Wednesday, April 17, 2013

The faith of Colin Davis.


The great English conductor Sir Colin Davis died on Sunday at the age of 85. Hailed by critics as "the greatest Mozart conductor after the death of Karl Böhm" as well as a versatile artist who changed over the course of a long career from "a prickly firebrand to a thoughtful, magus-like philosopher-musician," Davis is also being remembered by many of his fellow musicians with great affection and respect. I am not a critic or a musician, but I can count myself among Colin Davis' admirers, owning a few of his recordings and having seen and heard him conduct a couple of times in New York. The second of my two concerts with Colin Davis was a performance of Beethoven's Missa Solemnis, which was memorable not merely for great musicianship but for the palpable sense that this would be one of the last chances that a New York audience would have to hear Davis conduct.

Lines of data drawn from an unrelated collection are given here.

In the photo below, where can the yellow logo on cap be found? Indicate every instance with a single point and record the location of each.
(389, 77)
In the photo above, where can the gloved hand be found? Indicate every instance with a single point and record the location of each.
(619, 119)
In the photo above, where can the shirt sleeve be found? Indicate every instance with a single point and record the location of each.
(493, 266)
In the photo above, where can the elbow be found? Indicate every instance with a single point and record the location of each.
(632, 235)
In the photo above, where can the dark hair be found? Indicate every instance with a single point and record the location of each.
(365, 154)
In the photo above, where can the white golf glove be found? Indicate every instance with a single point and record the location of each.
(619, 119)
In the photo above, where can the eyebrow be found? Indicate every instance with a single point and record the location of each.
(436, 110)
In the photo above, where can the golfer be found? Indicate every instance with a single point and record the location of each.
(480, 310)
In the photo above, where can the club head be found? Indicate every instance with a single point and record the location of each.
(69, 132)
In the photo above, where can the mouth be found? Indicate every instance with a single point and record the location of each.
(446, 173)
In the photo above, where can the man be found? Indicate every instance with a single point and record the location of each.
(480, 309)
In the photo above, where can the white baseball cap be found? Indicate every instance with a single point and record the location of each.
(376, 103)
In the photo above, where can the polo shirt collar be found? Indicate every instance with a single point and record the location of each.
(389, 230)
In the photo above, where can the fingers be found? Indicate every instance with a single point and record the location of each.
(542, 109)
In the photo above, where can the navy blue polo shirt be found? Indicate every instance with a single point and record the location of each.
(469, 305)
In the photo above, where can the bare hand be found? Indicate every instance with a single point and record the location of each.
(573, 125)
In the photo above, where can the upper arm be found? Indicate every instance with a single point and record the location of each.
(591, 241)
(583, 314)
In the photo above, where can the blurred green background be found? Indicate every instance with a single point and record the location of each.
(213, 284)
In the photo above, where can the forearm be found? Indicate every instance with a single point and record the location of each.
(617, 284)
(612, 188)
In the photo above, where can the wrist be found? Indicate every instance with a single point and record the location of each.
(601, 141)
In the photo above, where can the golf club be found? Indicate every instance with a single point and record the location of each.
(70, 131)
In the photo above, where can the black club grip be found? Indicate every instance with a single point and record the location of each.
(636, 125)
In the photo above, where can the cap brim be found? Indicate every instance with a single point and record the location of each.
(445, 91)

Colin Davis was not a religious man, but he had a great love for the Missa Solemnis. In some sense, as Davis made clear in an interview with the Guardian in 2011, the experience of conducting that work gave him a brief yet ecstatic encounter with the divine:
"At the end of the piece, in the final movement, the Agnus Dei, Christ has gone back to heaven, and Beethoven gives us this image of humanity left behind, crawling about in this mud, loaded with sin. The music is saying that humans cry for peace – and make war. That's what Beethoven means. It's absolutely clear. The music reaches an intensity of protest which is almost unbearable. And yet, there's the power with which he sets the words: 'Credo in unum deum!' [I believe in one God!] You'd better believe him when he says it. And I do. I believe every word of the Missa because Beethoven makes it possible. But when I'm left alone, I can't believe anything. So it's even more poignant for me. But for that brief hour and a half when I'm conducting the piece, I do."
The sort of attitude that Davis expresses here can be found among other musicians, who often present themselves as skeptics but are still able to find their way to a sense of transcendence through their art. Though I can't locate the citation right now, I recall once reading an interview with the Flemish conductor Philippe Herreweghe which included a point very similar to the one that Davis makes here. If memory serves, Herreweghe said something to the effect that the only time he could really believe in God was while conducting Bach - in effect, his doubts would vanish when he gave himself over to the music, but only so long as that direct encounter could be sustained. As Davis explained to the Guardian, conducting may not have given him an enduring faith in God but nonetheless provided him with an experience of transcendence - as well as the ability to share that transcendence with others:
"It amounts to an alternative reality. That's the only way I can describe what happens. And I'm no longer this idiot sitting here trying to make sentences about the music I love. In those concerts, I'm beyond myself. And none of my everyday experience is of any use whatever. There's only this joy in communicating with other people, and the feeling that you're part of something that's much bigger than any of us. That's what it feels like. And that's my answer to those people who ask, 'What's the use of music?' Well, yours isn't the only reality. Income tax, prime ministers, and so on, certainly exist, but so does the Missa Solemnis when you are playing it. It has just as much sense of existence as anything else."
May Sir Colin Davis rest in peace, and may his memory live on in the many lives that he touched and in the great musical legacy that he leaves behind. AMDG.